Giselle gets a small dose of reality. She talks over Robert’s concerns, and it works! She tries to impose her view on this world of everything always going to plan with her prince, and it goes less well.
The prince never even tries to engage with NYC and pratfalls everywhere. (Much like the witches.)
But the much bigger story is Robert’s and Nancy’s. Both feel unfulfilled and desiring a goal over reality. In sweeps Giselle.
She believes in everything being good if you just accept it as part of the grand plan. She finds beauty in rats and cockroaches, buskers, costumed dancers, shy geriatric lovers, and children’s plays. Robert starts to get a spark of joy back in his life.
However, he’s focused on his goal of proposing to Nancy, which is what he’s supposed to do, and Giselle and the prince are focused on finding each other, which is what they’re supposed to do.
For everyone, the magic of true love’s kiss is in something they wanted, not something they were told.
The evil queen isn’t the real antagonist, apathy is. Robert and Giselle don’t find magic because the queen lost, she loses because they both found magic in NYC. The evil queen is defeated for contrived reasons. She’s from fairytale land too, and in a good world she loses.
The sequel continues this theme, and still has the children’s movie simplicity of the original 2000’s movie. It tries to examine the same lesson from the other side: Now it’s Giselle’s turn to get a stronger lesson on the virtues of dropping a fairy tale view.
She tries to fix everything by moving to suburbia and it doesn’t work, she tries to fix everything by forcing magic into the world and it doesn’t work.
The lesson is again that Morgan and Giselle need to find joy in their relationship with each other. Maybe Morgan want independence and Giselle wants a fairytale ending.
The true happy ending happens when Morgan sees Giselle as her mother because of the memories they’ve shared, not because she’s compelled to love her mother.
Under fairy tale rules, Morgan and Giselle have to be hostile just because she’s her stepmother. In her role, Giselle can now only find joy in places that are toxic for her.
They both have to find love in the real relationship they have instead, and the magic of Andalasia accepts that, because under fairy tale rules, true mothers and daughters do love each other.
It’s a really cool story that asserts that found family and nontraditional families can be magical and loving, and that even fairy tale magic can accept stepmothers. It expands the way that Giselle finds magic where there shouldn’t be.
I think it could have gone further.
I think, instead of Morgan being Giselle’s “true daughter” and being able to harness the magic of Andalasia, they could have asserted that reality has its own magic.

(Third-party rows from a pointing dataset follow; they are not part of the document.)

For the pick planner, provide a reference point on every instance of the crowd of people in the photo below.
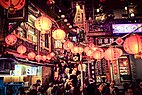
(67, 81)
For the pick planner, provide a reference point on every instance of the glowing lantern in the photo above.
(68, 45)
(74, 49)
(98, 54)
(12, 5)
(120, 51)
(48, 57)
(133, 44)
(52, 54)
(59, 34)
(38, 58)
(82, 67)
(43, 58)
(43, 24)
(21, 49)
(31, 55)
(86, 49)
(11, 39)
(112, 54)
(89, 52)
(77, 49)
(80, 49)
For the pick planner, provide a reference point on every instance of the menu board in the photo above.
(124, 69)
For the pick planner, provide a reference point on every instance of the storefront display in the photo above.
(124, 69)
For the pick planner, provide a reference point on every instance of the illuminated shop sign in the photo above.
(105, 40)
(127, 28)
(21, 70)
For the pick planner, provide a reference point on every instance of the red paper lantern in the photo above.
(133, 44)
(43, 24)
(59, 34)
(89, 52)
(86, 49)
(48, 57)
(43, 58)
(80, 49)
(31, 55)
(21, 49)
(111, 54)
(11, 39)
(18, 4)
(75, 49)
(98, 54)
(38, 58)
(68, 45)
(52, 54)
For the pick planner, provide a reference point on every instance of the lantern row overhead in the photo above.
(132, 45)
(11, 39)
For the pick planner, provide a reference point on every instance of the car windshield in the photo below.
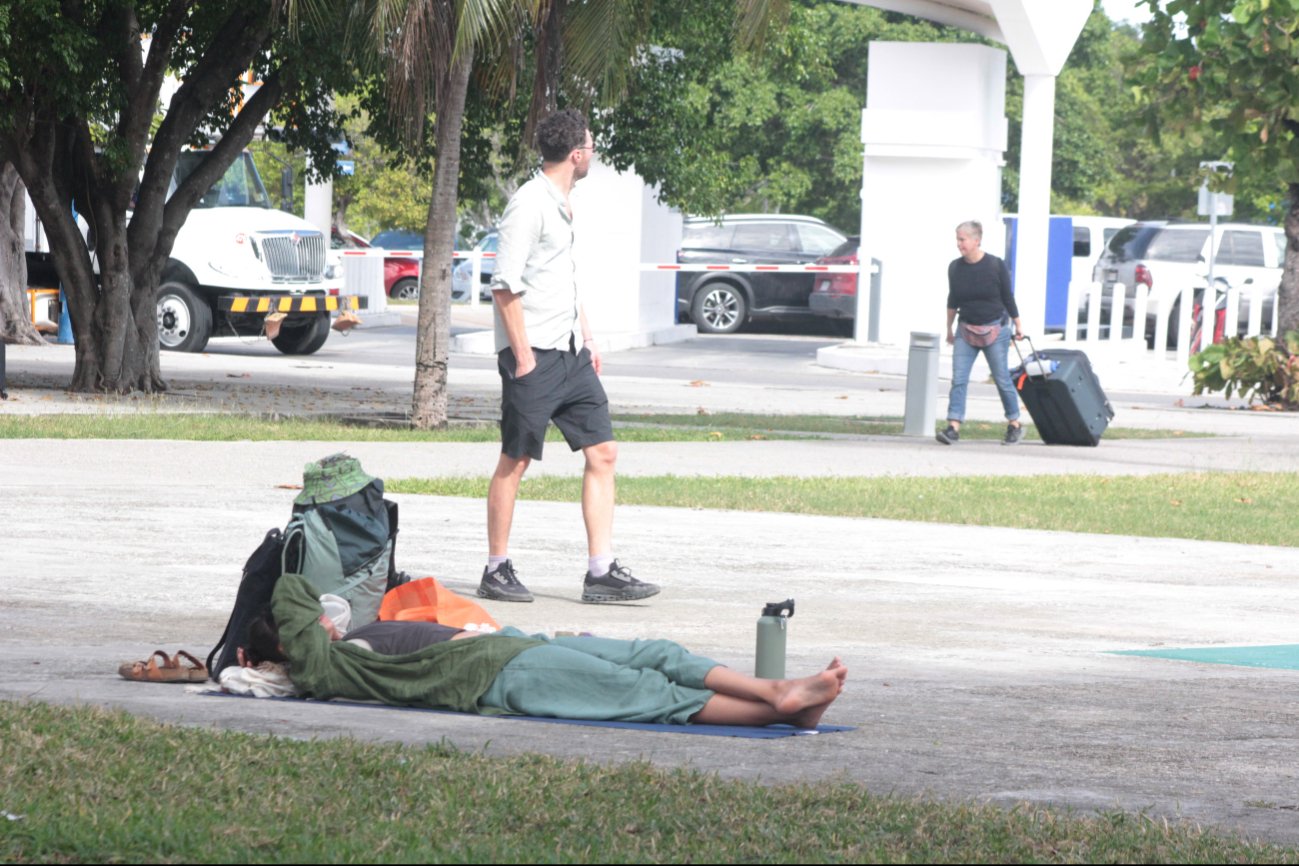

In the real world, stepmothers don’t have to be hostile! You don’t have to be someone’s “real mom” to be the best thing for them! There’s no script, just what you have and what you make of it.
And when it does work out, it’s much more satisfying than everything magically working out because it’s supposed to.
I think Disenchanted should have had the virtues of reality be found by the magic believers of Giselle and Morgan.
Giselle becoming an evil stepmother isn’t the antagonist, even the ambitious Ms. Monroe becoming an evil queen isn’t the antagonist, sticking too hard to Andalasia’s stories is the antagonist. We want this world, where Morgan and Giselle can put in the work to love each other, despite what the story says.
Now, finally, all three members of the family have found joy by looking around them instead of listening to their presuppositions.